Гвардия. Значит, такой у вас социализм?
Карл. Сам говоришь — на мыло.
Гвардия. Вот какое горе я вам причинил?
Карл. Ты на наше горе не обращай внимания. Сами его выдыхаем. Не жалей!
Гвардия. Завод, безусловно, плохой. Мне рабочие показали все его недостатки.
Карл. И что же ты решил?
Гвардия (задумался). У тебя какая специальность, брат?
Карл. Паровозная.
Гвардия. Между прочим, плохая у вас погода в Германии. Ты на сборке работал? У вас парообогреватели откуда идут?
Карл. Из электросварочного. А что?
Гвардия. Правильно. Так оно и есть.
Карл. Экзаменуешь меня?
Гвардия. У нас до сих нор боятся электросварки. Парообогреватели все еще отливают.
Карл. Ты рабочий или администратор?
Гвардия. Рабочий. Послали меня сюда потому, что тут не каждому администратору поверишь. Да если еще он не рабочий.
Карл. Наш завод лучше вашего?
Гвардия. Новее и больше.
Карл. Может, купишь? Хозяин недорого возьмет.
Гвардия. А какой будет твой совет? Покупать?

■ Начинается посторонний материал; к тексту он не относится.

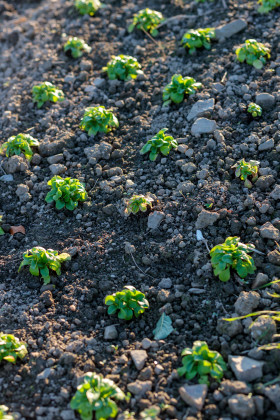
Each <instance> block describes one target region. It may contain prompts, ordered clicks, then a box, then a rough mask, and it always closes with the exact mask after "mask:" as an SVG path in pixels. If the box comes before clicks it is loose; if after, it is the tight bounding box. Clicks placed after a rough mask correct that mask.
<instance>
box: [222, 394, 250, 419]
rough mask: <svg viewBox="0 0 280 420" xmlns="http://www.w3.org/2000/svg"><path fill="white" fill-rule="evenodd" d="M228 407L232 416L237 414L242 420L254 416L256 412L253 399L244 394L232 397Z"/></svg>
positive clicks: (238, 394)
mask: <svg viewBox="0 0 280 420" xmlns="http://www.w3.org/2000/svg"><path fill="white" fill-rule="evenodd" d="M228 406H229V409H230V411H231V413H232V414H237V415H238V416H239V417H241V418H242V419H246V418H248V417H251V416H253V415H254V414H255V411H256V409H255V404H254V400H253V398H252V397H249V396H247V395H243V394H235V395H233V396H232V397H230V398H229V400H228Z"/></svg>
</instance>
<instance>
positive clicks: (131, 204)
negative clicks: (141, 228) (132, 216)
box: [125, 194, 153, 216]
mask: <svg viewBox="0 0 280 420" xmlns="http://www.w3.org/2000/svg"><path fill="white" fill-rule="evenodd" d="M152 203H153V199H152V198H151V197H146V196H145V195H136V194H134V195H133V196H132V197H131V198H130V199H129V200H128V201H127V204H126V209H125V213H126V214H127V215H128V216H129V215H130V214H131V213H133V214H137V213H138V212H139V211H142V212H143V213H145V212H146V211H147V210H148V207H152Z"/></svg>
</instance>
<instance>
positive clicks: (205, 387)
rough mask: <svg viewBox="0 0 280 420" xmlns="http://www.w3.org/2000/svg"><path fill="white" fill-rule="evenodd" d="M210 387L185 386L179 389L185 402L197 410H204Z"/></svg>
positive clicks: (181, 387) (181, 394)
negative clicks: (208, 387) (205, 401)
mask: <svg viewBox="0 0 280 420" xmlns="http://www.w3.org/2000/svg"><path fill="white" fill-rule="evenodd" d="M207 391H208V386H207V385H205V384H202V385H184V386H181V387H180V388H179V393H180V396H181V398H182V400H183V401H185V403H187V404H188V405H190V406H191V407H195V408H196V409H197V410H199V411H200V410H202V408H203V405H204V402H205V398H206V395H207Z"/></svg>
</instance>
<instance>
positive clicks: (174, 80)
mask: <svg viewBox="0 0 280 420" xmlns="http://www.w3.org/2000/svg"><path fill="white" fill-rule="evenodd" d="M201 87H202V84H201V83H199V82H197V81H196V80H195V79H193V78H192V77H183V76H182V75H181V74H174V75H173V76H172V79H171V82H170V83H168V85H166V86H165V88H164V89H163V95H162V97H163V101H164V103H163V105H164V106H166V105H169V104H170V103H171V102H175V104H180V103H181V102H182V101H183V100H184V97H185V95H193V94H194V93H195V92H196V91H197V89H200V88H201Z"/></svg>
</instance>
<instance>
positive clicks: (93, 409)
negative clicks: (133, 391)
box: [70, 372, 130, 420]
mask: <svg viewBox="0 0 280 420" xmlns="http://www.w3.org/2000/svg"><path fill="white" fill-rule="evenodd" d="M113 399H115V400H118V401H123V400H126V401H129V399H130V395H129V394H128V395H125V393H124V392H123V391H122V390H121V389H120V388H119V387H118V386H117V385H116V384H115V383H114V382H113V381H111V380H110V379H106V378H103V377H102V376H101V375H97V374H96V373H93V372H88V373H86V374H85V376H84V378H83V383H82V384H81V385H79V386H78V388H77V391H76V394H75V395H74V397H73V398H72V400H71V403H70V407H71V408H72V410H77V411H78V413H79V414H80V416H81V419H82V420H92V418H93V413H94V412H95V419H96V420H106V419H108V418H109V417H111V418H114V417H116V415H117V414H118V406H117V404H116V403H115V402H114V401H113Z"/></svg>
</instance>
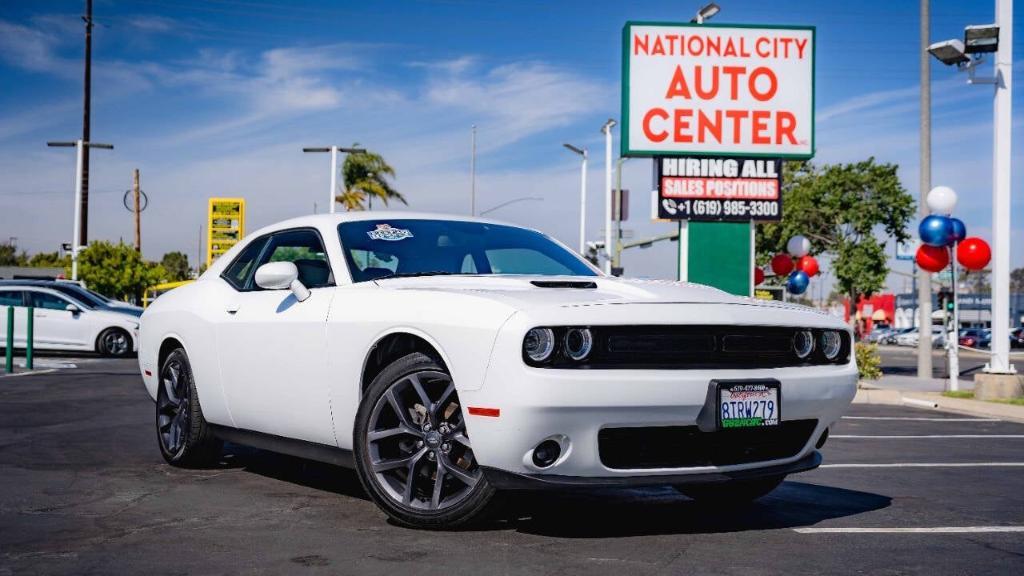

Карл. Нет, не покупай. Даром не бери. У вас нужно строить коммунизм на новых заводах. Этот завод пускай для нашего остается.
Гвардия. Если бы я купил завод — то куда бы рабочие пошли? На улицу? Под окна с протянутой рукой?
Карл. Мы пошли бы на улицу. О нас ты не думай. Тебя послал наш класс.
На эстраде возобновляется движение.
Конферанс. Сегодня у нас экстра-выступления. Смех — слезы. Первым нумером выступит известная красавица, хозяйка уральских платиновых рудников, баронесса Икс.
Баронесса (жалкий вид, поет басом). Рроманс „Уйди, мечта!“ (Поет.)
Уйди, мечта! О, прочь уйди, златая,
Красавице младой груди не растерзай!
На синеве небес раскрылись двери рая,
И сыплет лепестки на землю чудный май!
Уйди, мечта, ведь он не возвратится —
Он умер весь от ран в Бразилии сырой.
Его больная тень к красавице стучится,
Красавице стучит вечернею порой!
Гвардия. Может, ты поехал бы к нам?
Карл. Жалеешь, что останусь без работы? Пойду с протянутой рукой?
Гвардия. Я же завод не покупаю!
Карл. Заводов у нас много, и безработных — миллионы…
Гвардия. Я видел Франца — наш специалист, немец. Испугался он безработных. Говорит, что повис в воздухе между двух точек. Какой воздух, какие точки — так и не добился.
Карл. Как его фамилия?
Гвардия. Франц Адер. Говорит: „Я балансирую в воздухе…“
Карл. Отец его был моим товарищем. Мастер. А сына выучил на инженера. Тихий, любил кактусы и ни за что не хотел заниматься политикой. На нашем заводе вдвоем с сыном работали.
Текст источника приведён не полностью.